Something we call “poking the raft.”
Over the summer, I’ve found AI a useful collaborator … both as a coach and an aid to my students. But you can’t just ask AI to solve a problem using design thinking. It will simulate the process … but not actually go through the process. And it won’t necessarily deploy design thinking in a way that matches District C’s approach or the specific contexts around the design challenge.

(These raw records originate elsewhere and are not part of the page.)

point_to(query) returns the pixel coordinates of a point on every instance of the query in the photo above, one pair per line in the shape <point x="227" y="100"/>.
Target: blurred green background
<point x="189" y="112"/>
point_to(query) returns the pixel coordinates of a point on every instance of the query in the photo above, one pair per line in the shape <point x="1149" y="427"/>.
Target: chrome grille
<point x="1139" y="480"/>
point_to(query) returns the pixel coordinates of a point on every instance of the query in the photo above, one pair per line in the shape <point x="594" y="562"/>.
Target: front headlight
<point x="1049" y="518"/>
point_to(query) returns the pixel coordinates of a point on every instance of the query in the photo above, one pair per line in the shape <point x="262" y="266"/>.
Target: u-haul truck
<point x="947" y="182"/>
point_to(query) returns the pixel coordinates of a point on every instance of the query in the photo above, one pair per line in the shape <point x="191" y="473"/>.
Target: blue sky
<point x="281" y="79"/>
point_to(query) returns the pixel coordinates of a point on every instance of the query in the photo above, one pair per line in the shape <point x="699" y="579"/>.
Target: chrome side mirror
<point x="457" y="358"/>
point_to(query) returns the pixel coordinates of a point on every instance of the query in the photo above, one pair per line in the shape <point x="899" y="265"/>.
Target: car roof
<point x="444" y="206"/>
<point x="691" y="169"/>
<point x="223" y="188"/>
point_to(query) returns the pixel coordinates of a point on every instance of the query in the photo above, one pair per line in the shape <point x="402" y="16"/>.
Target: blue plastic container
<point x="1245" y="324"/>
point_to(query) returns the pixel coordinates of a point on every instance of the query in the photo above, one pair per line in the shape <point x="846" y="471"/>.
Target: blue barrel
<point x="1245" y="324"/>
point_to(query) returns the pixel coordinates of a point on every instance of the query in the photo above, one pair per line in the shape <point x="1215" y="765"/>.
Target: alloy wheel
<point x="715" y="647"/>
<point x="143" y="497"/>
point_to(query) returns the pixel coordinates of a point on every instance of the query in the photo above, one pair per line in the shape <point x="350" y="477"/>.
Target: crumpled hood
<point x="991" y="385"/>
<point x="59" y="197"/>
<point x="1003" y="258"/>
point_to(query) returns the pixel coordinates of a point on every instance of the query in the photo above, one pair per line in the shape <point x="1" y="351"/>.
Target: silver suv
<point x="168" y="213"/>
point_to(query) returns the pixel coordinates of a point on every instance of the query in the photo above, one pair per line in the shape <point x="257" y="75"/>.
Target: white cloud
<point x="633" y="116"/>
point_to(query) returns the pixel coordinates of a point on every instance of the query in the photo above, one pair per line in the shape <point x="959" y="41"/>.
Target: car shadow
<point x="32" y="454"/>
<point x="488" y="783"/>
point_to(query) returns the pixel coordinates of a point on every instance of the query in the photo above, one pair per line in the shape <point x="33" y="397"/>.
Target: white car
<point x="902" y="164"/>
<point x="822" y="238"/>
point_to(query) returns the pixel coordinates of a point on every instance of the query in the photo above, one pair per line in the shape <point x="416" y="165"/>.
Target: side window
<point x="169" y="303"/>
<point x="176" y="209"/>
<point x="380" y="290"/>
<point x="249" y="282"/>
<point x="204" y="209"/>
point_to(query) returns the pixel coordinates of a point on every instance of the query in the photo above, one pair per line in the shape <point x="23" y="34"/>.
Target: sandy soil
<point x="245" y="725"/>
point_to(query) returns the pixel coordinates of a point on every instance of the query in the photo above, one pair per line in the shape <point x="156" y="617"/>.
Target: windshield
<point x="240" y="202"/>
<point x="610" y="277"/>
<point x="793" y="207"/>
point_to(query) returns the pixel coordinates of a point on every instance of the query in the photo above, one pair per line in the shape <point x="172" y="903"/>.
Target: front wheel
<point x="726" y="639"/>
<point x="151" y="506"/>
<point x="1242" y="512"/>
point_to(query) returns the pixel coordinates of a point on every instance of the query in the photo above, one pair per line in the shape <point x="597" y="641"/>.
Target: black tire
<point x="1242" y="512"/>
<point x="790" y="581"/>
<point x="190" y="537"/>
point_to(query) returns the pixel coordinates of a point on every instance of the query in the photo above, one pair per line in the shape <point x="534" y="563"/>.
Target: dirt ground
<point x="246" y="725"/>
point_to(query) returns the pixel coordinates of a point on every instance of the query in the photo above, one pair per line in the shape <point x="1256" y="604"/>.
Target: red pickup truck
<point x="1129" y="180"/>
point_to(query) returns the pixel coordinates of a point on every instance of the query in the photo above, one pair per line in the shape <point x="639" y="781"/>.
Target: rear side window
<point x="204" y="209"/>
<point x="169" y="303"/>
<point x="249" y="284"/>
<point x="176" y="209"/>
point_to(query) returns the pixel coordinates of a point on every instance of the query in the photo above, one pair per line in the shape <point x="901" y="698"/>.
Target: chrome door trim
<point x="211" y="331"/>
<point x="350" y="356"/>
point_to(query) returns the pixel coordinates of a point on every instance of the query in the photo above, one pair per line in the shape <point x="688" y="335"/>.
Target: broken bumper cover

So before you use AI in a District C project, you have to give it the right framework that includes the specific context. Who are the students? Business partners? Problems? How are you defining the elements of the design thinking process?
This is hard work … but once you have these prompt blocks worked out, they can be reused, adapted, and revised as these contexts and frameworks change.
Here is just one small example.
One of the most important parts of the District C process is coming up with an insight and tying the prototype to that insight. Students arguably spend the most time leading up to this insight. Instead of just asking AI to give feedback on an insight, I first define important aspects of the design thinking framework.
[DEFINITION] An insight is a new way of thinking that helps us redefine the root problem so that we can build a solution for our partner. It should include an emotional or motivational element.
[FORMAT] Use this sentence structure: -Client- thinks the problem is [blank], but really the problem is [blank].
[TASK] Give me 10 different versions of this insight.
###
[INSIGHT] -Write out current version of insight-
Students often have great insights, but have difficulty articulating them. Instead of asking AI to give us an insight, we are asking AI to rework our specific insight within District C’s framework.
One might think that students will then just pick one that sounds nice … cut and paste. But by this time, students have learned important methods for collaborating, and they treat AI output as a collaborator.
For example, they might spend 5 minutes coding the insights … a District C tool that trains students to annotate notes as a team. Or they might use the “like tool” where they vote for their favorite version (along with their own versions). Or they might take a solo flight to rewrite new insights on their own based on the output.
There is no one way to collaborate with AI! Once students realize this, they are less likely to have AI simply take over for them.
The AI's job isn't to replace human expertise, but to augment it. This requires clear thinking, clear communication, and collaboration.
All skilled chefs have recipes … but they also know how to adapt and experiment with those recipes in new contexts. That’s the expertise you and your team brings to prompt operations.
Whether it’s in business, teaching, or any other sector, frameworks bridge the best of both worlds, helping AI operations become not only efficient and accurate but also human-centric, empathetic, and adaptive.